The 1967 Simplicity 7305 Jacket
Pattern and alterations
I toiled this pattern last year in a blue boiled wool and I have worn it almost constantly as it is pretty cold round here at present, and it comfortably accommodates a cardigan or down jacket. The only slight fault (and it is almost imperceptible) is that it could do with an additional half inch or so across the bust. The pattern is for a 32″ bust so a little adjustment is in order. So, partly to show Lyn how to do a FBA, I added about half an inch at the bust. While doing this she suggested I add some more darting to make the 1960s jacket less boxy. So I added some subtle darting to the front and back of the pattern. I also decided to do a really good job on the pockets this time.
Fabric choice, interfacing, lining and buttons
I have been calling this fabric both “pink” and “fuchsia”. Fuchsia is described as a strong, purply red. My ever helpful husband swears it is Archbishop of Canterbury cloth – a left over from making cassocks for Dr Williams. I bought it on eBay and it is “Made in England”. All I am saying is that it is a strong colour. And probably not the first choice to wear as a two piece suit on an everyday basis. But as useful separates that will go with the rest of my wardrobe – a good choice. Wearing it with a purple blouse and say a light pink and lemon scarf I would look like a Fuchsia – but for the SWAP it has to tone with my turquoise silk, white, and a pattern that includes some red. And the Squiggle coat.

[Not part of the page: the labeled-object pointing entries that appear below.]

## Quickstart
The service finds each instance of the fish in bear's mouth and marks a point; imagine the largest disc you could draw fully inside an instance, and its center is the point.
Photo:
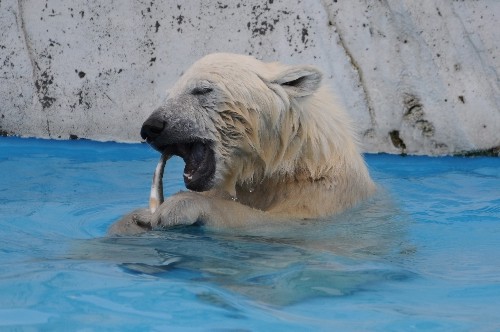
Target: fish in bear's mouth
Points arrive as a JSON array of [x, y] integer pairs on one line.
[[199, 158]]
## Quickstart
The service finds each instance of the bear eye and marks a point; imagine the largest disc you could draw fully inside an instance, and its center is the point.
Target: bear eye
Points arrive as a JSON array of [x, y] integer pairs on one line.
[[201, 90]]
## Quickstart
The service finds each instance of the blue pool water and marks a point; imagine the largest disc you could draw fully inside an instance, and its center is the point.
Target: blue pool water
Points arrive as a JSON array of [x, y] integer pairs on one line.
[[424, 254]]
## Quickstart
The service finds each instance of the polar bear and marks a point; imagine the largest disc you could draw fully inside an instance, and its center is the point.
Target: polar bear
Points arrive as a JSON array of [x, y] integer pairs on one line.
[[262, 143]]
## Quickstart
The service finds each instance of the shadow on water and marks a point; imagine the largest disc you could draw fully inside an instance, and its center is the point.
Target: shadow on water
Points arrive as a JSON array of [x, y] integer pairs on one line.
[[274, 265]]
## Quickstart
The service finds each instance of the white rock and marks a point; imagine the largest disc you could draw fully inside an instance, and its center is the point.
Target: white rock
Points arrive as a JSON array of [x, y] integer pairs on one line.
[[419, 77]]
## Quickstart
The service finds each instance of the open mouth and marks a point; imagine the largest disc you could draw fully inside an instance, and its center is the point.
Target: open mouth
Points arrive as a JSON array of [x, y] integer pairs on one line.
[[200, 163]]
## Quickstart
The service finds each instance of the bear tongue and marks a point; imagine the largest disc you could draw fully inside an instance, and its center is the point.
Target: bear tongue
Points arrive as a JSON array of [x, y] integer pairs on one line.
[[194, 159]]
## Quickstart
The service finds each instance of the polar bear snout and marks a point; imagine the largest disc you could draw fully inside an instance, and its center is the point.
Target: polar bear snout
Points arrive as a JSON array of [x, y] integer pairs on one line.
[[174, 134], [152, 128]]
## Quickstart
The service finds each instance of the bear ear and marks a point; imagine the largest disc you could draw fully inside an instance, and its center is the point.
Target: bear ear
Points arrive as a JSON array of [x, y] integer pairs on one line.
[[299, 81]]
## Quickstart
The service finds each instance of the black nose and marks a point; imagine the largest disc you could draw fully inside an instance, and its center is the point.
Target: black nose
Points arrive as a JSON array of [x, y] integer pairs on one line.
[[152, 128]]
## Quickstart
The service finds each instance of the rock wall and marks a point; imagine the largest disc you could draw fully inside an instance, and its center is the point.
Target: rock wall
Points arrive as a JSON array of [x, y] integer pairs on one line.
[[418, 77]]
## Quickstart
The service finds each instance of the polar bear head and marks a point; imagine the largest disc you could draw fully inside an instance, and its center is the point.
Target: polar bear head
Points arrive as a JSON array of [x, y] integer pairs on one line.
[[235, 119]]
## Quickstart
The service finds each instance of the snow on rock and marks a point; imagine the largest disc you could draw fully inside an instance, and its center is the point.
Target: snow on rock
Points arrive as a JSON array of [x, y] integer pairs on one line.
[[418, 77]]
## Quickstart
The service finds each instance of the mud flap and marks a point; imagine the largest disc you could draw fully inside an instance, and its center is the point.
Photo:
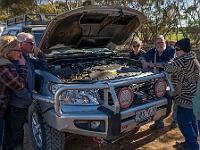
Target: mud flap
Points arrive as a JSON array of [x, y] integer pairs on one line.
[[114, 123]]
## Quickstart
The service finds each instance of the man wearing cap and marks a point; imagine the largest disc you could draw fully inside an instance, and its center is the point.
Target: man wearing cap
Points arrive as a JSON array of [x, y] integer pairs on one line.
[[184, 70], [158, 56]]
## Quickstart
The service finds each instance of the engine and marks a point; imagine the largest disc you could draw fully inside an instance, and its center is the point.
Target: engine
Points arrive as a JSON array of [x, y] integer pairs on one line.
[[95, 69]]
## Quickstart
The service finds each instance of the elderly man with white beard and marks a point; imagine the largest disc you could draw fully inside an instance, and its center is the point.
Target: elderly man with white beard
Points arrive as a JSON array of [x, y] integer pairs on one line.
[[156, 58]]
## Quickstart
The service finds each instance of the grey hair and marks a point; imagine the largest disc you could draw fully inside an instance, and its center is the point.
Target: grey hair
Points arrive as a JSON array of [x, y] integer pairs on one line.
[[159, 37], [22, 36]]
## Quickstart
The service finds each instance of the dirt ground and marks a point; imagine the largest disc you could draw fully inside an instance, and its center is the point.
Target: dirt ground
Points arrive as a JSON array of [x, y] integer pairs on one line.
[[144, 139]]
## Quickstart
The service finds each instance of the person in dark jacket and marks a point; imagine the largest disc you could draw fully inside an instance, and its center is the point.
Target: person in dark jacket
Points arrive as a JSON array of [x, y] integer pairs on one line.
[[137, 51], [158, 56], [184, 70], [10, 78], [15, 116]]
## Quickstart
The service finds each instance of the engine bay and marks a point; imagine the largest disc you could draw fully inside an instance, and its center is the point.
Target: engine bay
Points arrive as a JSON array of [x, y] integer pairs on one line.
[[94, 69]]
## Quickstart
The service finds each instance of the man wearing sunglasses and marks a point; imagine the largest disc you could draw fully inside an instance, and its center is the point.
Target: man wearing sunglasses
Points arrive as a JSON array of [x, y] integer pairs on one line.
[[15, 117], [157, 57]]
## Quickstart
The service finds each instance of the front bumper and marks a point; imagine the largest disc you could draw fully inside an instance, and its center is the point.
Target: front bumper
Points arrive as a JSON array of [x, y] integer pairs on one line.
[[112, 125]]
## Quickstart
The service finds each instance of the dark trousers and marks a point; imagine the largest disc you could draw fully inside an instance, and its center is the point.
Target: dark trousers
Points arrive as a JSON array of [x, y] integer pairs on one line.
[[1, 130], [15, 118], [189, 127]]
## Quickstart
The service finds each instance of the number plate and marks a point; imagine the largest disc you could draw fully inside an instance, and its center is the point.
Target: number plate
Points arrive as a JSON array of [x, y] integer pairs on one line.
[[145, 113]]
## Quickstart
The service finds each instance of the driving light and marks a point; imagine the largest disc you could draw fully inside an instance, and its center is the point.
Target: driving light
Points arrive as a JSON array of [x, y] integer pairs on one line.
[[79, 97], [95, 124], [125, 97]]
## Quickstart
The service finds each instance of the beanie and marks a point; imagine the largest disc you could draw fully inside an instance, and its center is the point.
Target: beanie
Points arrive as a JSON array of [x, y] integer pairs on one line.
[[184, 44]]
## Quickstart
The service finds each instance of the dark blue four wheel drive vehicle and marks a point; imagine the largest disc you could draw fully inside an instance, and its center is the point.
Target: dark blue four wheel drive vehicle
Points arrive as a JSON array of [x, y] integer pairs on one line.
[[88, 89]]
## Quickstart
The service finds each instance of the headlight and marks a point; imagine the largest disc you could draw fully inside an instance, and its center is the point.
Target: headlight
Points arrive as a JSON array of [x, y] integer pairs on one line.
[[53, 87], [79, 97]]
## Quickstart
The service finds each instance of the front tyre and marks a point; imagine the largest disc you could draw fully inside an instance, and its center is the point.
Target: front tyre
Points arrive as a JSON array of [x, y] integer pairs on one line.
[[43, 136]]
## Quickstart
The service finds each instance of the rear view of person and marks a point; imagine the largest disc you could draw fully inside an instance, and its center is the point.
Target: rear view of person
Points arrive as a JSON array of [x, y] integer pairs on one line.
[[10, 78], [184, 71]]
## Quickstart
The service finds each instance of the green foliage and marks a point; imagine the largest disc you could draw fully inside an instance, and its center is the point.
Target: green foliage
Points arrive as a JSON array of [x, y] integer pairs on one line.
[[3, 18], [164, 16]]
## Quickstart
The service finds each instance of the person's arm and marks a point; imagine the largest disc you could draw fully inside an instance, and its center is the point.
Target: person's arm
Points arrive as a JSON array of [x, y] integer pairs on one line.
[[173, 67], [12, 78], [41, 62]]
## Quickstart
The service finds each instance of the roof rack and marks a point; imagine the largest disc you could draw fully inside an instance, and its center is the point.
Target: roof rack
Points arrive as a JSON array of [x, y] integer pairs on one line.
[[30, 19]]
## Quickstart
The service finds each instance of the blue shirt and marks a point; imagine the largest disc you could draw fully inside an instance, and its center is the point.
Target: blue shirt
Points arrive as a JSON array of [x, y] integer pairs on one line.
[[168, 54]]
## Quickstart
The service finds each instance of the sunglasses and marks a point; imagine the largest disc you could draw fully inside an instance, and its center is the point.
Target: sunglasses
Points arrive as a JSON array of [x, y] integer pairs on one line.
[[177, 49], [31, 43], [136, 45]]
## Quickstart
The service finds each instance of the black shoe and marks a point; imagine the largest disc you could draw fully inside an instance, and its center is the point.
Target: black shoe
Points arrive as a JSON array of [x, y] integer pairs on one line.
[[181, 146], [173, 124], [155, 126]]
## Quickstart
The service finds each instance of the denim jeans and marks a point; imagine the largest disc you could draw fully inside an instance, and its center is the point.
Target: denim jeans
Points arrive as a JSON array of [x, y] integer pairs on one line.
[[160, 122], [188, 126], [15, 118], [1, 130], [174, 113]]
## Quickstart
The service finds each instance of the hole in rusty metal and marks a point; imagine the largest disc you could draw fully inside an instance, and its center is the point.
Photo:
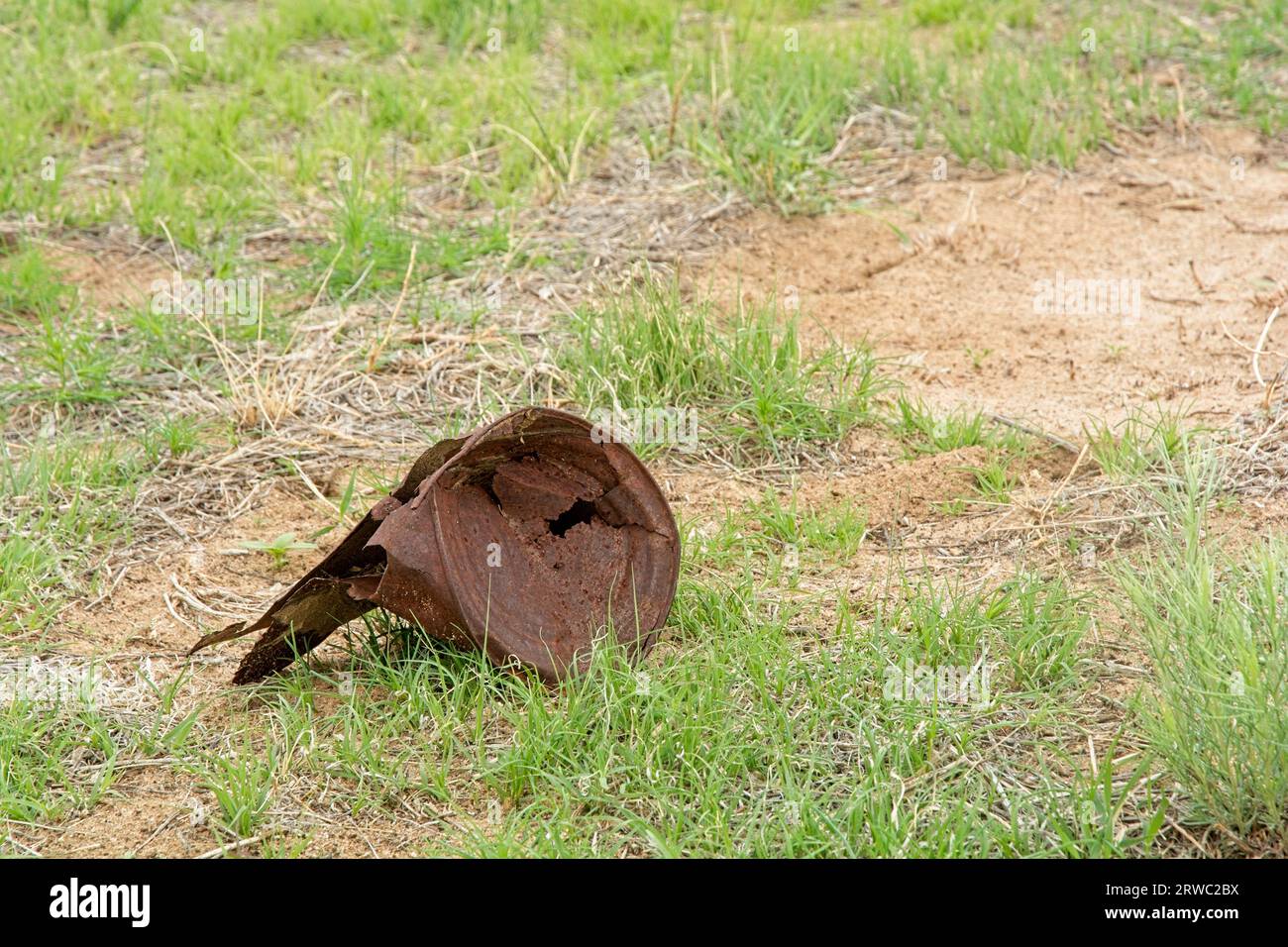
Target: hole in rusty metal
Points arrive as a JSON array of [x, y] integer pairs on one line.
[[475, 547], [581, 512]]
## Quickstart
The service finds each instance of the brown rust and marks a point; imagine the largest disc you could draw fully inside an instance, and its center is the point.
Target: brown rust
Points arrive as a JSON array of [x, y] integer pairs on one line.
[[526, 539]]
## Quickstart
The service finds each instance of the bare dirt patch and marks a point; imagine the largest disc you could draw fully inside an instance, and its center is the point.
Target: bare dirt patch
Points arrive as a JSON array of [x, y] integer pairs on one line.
[[945, 274]]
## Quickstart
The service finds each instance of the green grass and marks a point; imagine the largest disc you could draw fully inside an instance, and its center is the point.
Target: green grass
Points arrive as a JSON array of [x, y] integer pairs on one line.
[[747, 376], [1146, 440], [925, 432], [339, 145], [55, 758], [65, 504]]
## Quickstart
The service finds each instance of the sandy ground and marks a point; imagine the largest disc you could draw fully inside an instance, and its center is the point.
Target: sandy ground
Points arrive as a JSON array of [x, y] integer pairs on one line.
[[947, 278], [940, 278]]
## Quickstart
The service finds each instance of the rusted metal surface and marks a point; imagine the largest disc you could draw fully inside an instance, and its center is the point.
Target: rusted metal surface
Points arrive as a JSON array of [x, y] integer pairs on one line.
[[526, 539]]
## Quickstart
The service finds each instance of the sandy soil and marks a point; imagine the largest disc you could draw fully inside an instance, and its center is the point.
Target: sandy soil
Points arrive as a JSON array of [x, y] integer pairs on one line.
[[945, 277]]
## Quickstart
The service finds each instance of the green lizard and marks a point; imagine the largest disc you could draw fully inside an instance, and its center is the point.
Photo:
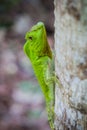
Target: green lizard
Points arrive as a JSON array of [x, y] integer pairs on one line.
[[38, 51]]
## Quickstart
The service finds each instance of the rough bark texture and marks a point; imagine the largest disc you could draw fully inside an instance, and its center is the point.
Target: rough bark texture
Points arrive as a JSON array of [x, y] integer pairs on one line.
[[71, 64]]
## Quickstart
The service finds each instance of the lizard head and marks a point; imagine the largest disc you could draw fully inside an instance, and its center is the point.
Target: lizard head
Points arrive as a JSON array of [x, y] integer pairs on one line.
[[36, 42]]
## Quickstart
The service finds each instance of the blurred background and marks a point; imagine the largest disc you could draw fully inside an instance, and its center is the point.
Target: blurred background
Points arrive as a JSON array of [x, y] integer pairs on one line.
[[22, 105]]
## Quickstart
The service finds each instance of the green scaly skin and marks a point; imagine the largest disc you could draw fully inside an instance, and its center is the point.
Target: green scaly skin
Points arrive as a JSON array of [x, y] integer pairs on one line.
[[38, 51]]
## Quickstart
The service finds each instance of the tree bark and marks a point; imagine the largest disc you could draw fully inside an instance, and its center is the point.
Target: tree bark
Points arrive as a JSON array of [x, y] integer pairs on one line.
[[71, 64]]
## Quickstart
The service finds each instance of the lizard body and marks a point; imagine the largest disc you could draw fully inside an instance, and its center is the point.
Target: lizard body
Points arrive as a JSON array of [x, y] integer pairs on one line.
[[38, 51]]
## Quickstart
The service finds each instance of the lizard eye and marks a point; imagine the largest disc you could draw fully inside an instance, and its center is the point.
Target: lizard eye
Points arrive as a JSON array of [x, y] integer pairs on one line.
[[30, 38]]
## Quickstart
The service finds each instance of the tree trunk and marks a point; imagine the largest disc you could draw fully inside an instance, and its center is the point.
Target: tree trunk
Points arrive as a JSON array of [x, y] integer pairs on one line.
[[71, 64]]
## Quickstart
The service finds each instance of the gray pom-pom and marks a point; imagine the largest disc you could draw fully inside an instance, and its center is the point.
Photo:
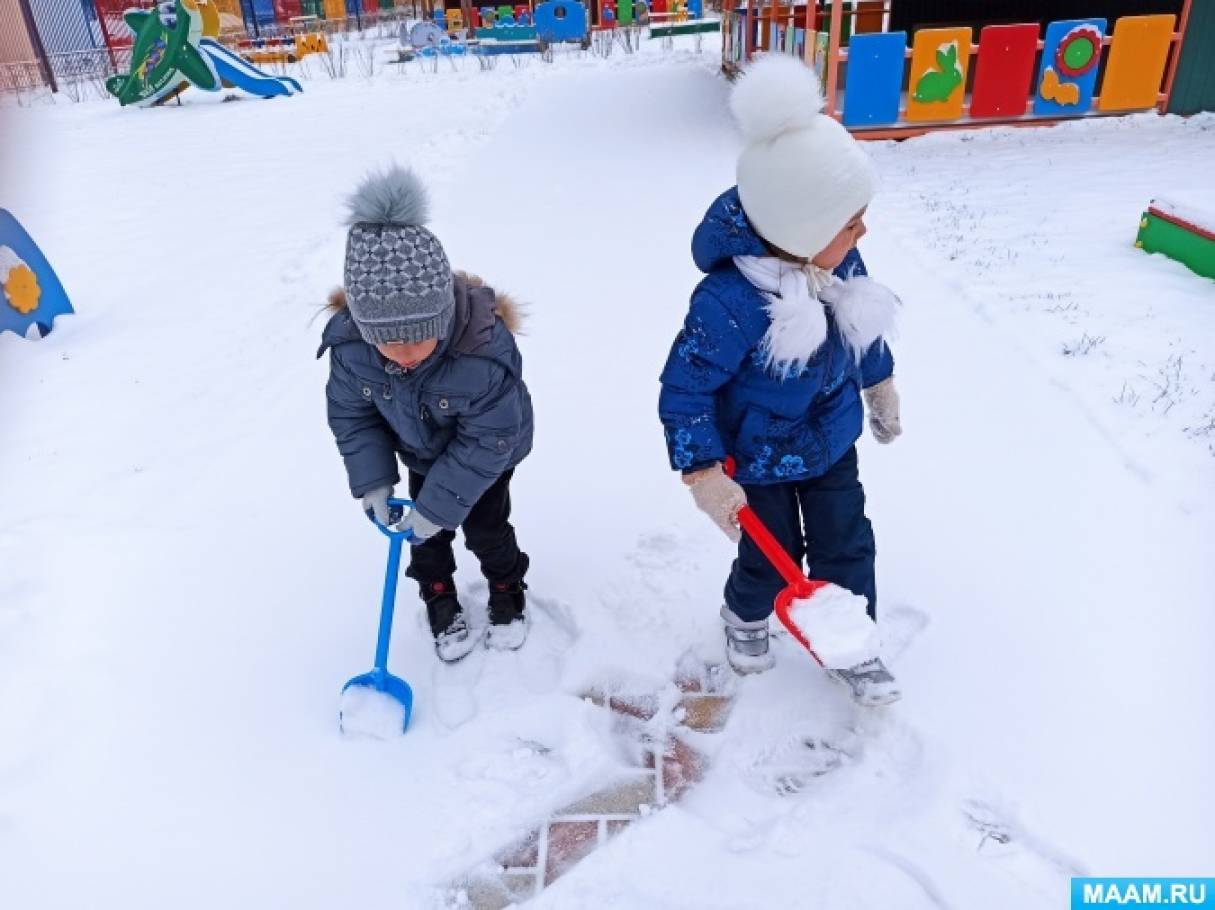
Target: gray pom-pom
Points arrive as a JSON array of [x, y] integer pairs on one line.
[[390, 197]]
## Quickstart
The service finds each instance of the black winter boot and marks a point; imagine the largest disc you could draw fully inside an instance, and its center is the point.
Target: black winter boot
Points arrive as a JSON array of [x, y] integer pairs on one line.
[[508, 620], [447, 621]]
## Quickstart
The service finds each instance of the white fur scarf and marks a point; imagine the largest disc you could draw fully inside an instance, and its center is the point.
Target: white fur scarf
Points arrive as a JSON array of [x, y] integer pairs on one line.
[[863, 309]]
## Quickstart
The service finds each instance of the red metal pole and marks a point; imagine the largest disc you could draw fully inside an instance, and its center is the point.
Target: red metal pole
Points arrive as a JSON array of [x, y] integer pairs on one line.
[[834, 55], [749, 40], [105, 33]]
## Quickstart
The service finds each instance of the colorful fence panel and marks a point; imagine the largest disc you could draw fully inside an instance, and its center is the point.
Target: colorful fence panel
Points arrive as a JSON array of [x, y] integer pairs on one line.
[[875, 79], [1137, 56], [1005, 71], [941, 58], [1067, 75]]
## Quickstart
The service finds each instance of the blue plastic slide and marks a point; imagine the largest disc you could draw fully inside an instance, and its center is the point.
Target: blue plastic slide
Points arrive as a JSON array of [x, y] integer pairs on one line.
[[242, 74]]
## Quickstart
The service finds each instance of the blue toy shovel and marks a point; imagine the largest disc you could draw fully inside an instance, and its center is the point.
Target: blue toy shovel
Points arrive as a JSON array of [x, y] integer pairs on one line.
[[379, 678]]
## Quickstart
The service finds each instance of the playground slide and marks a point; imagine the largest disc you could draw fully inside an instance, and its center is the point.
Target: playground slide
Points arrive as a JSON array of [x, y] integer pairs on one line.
[[244, 75]]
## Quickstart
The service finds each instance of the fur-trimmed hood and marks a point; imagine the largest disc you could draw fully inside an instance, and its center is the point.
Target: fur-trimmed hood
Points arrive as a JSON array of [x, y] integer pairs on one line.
[[478, 309]]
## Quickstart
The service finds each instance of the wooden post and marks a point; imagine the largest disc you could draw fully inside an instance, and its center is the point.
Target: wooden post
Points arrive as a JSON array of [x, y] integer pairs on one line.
[[834, 55], [1179, 43], [35, 41]]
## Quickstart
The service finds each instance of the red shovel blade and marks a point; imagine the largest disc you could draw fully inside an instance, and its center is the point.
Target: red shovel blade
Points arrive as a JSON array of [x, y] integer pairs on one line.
[[785, 604]]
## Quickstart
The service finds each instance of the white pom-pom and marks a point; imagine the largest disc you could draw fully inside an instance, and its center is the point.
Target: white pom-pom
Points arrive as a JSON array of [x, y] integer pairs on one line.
[[393, 197], [776, 94], [864, 311]]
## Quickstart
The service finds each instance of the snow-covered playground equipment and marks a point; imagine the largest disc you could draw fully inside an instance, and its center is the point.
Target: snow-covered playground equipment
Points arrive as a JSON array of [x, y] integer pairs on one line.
[[1182, 233], [30, 293], [175, 47], [1019, 73]]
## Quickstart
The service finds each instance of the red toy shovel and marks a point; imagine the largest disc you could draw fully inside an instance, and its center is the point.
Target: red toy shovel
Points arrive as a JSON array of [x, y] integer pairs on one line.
[[797, 586]]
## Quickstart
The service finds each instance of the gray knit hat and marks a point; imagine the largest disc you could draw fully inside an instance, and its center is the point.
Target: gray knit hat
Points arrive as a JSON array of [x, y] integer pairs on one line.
[[399, 282]]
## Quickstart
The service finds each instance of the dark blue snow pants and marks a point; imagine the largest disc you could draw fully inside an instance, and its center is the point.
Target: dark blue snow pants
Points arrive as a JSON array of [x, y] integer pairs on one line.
[[837, 540]]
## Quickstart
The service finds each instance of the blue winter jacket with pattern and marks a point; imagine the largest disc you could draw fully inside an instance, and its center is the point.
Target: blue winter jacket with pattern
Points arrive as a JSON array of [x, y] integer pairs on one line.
[[719, 400], [462, 418]]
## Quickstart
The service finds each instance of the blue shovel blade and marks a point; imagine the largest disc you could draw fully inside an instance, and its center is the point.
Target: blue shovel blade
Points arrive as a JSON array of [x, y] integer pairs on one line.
[[388, 684]]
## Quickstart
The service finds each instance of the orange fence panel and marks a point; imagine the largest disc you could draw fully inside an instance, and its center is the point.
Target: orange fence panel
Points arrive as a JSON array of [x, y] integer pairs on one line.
[[941, 58], [1135, 67]]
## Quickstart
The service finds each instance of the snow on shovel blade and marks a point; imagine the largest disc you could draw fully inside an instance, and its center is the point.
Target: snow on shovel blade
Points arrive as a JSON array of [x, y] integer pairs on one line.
[[377, 705], [834, 620], [829, 621]]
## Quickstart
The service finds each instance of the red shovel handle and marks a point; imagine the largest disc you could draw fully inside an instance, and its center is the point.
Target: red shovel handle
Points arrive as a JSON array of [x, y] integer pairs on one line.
[[770, 547]]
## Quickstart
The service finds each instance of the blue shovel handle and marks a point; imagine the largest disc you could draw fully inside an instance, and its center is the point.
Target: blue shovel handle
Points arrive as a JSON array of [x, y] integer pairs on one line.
[[396, 508], [379, 678]]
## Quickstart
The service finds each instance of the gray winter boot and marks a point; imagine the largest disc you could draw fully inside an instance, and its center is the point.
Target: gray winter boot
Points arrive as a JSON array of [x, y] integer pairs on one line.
[[746, 644], [870, 683]]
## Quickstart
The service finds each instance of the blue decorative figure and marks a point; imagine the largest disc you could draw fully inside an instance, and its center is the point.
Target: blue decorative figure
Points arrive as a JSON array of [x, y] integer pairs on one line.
[[30, 293], [561, 21]]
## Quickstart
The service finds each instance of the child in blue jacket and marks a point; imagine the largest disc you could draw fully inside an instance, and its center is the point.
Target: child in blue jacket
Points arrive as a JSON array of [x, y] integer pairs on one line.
[[783, 339]]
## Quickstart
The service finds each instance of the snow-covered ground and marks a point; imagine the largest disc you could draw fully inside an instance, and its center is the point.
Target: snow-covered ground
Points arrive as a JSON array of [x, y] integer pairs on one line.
[[185, 583]]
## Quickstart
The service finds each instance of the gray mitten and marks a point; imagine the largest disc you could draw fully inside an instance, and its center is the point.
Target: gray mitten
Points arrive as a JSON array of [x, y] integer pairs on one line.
[[420, 527], [882, 401], [376, 503], [718, 497]]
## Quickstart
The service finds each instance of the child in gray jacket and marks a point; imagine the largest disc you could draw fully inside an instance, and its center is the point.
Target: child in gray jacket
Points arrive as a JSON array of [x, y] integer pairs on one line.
[[423, 367]]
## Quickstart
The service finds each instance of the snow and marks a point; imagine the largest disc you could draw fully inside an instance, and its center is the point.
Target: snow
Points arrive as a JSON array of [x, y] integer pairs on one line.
[[835, 622], [367, 712], [1193, 214], [171, 648]]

The fabric is pure wool, with a luxurious feel, a soft nap, and a glossy look. It is strong and robust without being too thick and it was easy to cut out with a kind of “snap”. I especially enjoy working with wool and I love tailoring. It is by far my favourite type of sewing. Wool seems to be alive and yielding. It is flexible and enjoys being manipulated; it seems to work with me. I get enormous pleasure from making jackets and coats. The two jackets and a coat are the high point of the SWAP for me. I shall take it slowly, enjoying each step. Knowing the jacket will fit and will be worn often means I can just relax.I followed a suggestion from Annie to grow on the front facing to reduce bulk (and save cloth) so was careful to mark both the CF and fold line with Tailors’ Tacks.
For interfacing I have started to sew in a fairly light cotton organdie. I plan to line in silk, which I hope to paint. If time is short I might use a plain, coloured lining instead. And buttons? I don’t have any at the moment. While I visited my friend Sharon on Clitheroe market last Saturday, and did buy some recycled buttons from her charity table, these are small ones for shirts – not jacket buttons.
Construction
So far I have cut out the pieces and put in the markings. I made the front darts and attached the interfacing last night. That’s it. Not a very productive week in terms of SWAP. I have been busy with Jungle January and family matters. Here I am trying to get my jumpsuit finished by the end of the month. My new sewing accessory is a great help.
I may or may not finish the jacket by next week end, although each stage is interesting and draws me along. This week I am hoping to carry out the following steps, reserving making the lining and attaching it for next weekend.
- making bound button holes
- pad stitching the collar
- making and attatching the pockets
- inserting the sleeves
- hemming the bodice and sleeves
- attaching the buttons
lynbromley
Great, I am looking forward to seeing the finished jacket. I love the fabric. I’m off to Mum’s later to practice sewing invisible zips ready for my skirt!
Stephanie
Your husband’s comments are great! I really enjoy these construction posts. Right now I’m trying to figure out the best way to do the FBA on my jacket…a little terrified to begin, honestly, but there’s no time like the present. I had a slow sewing/knitting week, too. Lucky you to have so many interested helpers!
Joyce
Many hats you wear Kate, that jacket is going to look terrific on you, especially with the added shaping from the darts.